Fine for texting and driving could jump to $500 for first offense
NEW ORLEANS - Fines for texting while driving could see a dramatic increase in the near future.
While there’s already a state law against texting and driving, Senator Yvonne Colomb is looking to have the associated fine raised from $175 to $500 for the first offense. The maximum fine would also go up from $500 to $1,000 for second offenses.
Beth Inbau of the National Safety Council of South Louisiana says the risk of serious injury from a crash increases fourfold when drivers are on the cell phone while driving.
“Texting is even worse because you're taking your eyes off the road," Inbau said. "You're taking your hands off the wheel. More importantly, you're taking your mind off the road.”
Mellissa Matey of Louisiana State Police spelled out the current rules.
"The text messaging law says you cannot read, write or send, a text message or an email behind the wheel of a vehicle," Matey said. "You're also not allowed to do any social media behind the wheel. So, you can't update [your] Facebook status.
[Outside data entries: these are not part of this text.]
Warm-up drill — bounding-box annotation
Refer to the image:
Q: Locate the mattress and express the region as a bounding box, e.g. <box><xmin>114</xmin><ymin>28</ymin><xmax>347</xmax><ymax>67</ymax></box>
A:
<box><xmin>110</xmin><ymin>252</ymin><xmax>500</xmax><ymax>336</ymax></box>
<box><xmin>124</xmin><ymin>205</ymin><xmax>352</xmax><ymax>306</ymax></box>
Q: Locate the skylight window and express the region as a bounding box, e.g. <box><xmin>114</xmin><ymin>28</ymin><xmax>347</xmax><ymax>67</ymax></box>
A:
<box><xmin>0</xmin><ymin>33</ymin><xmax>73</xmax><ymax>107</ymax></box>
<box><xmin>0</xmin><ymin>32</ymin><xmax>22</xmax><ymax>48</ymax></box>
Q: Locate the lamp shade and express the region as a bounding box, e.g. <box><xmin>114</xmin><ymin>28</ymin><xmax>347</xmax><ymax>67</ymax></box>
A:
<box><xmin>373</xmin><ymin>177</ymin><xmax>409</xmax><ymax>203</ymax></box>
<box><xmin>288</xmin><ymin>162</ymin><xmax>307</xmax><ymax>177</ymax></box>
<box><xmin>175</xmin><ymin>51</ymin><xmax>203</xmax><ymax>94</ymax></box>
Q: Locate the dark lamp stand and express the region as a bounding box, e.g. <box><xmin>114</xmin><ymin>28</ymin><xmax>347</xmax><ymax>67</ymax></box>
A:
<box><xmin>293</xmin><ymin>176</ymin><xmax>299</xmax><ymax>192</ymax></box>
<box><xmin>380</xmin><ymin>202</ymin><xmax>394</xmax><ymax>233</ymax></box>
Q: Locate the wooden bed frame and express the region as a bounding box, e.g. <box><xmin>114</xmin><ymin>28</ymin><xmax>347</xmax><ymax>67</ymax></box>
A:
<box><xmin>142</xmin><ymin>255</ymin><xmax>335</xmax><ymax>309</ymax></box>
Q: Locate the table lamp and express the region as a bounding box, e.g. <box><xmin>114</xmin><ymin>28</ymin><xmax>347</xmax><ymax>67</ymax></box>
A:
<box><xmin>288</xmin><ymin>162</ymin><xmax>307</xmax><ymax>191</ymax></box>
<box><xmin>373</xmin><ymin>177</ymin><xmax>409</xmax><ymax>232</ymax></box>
You shouldn't be taking pictures while you're driving.”
Matey says State Police are increasing their watchfulness when it comes to spotting texting drivers on the road.
“We look at what's going on inside the vehicle, and we look at what that vehicle is doing," Matey said. "By Louisiana law, every driver is supposed to maintain control of that vehicle, and that's where the careless operation citation can come into play.”
In 2016, there have been 806 auto accidents in the state attributed to distracted driving connected to cell phone use. Last year, Louisiana saw 2,340 accidents because of drivers who were distracted by cell phones. More than 800 of those wrecks resulted in injury and five resulted in deaths.
The proposed law has already passed a vote by the State Senate and now heads to the House for a final vote.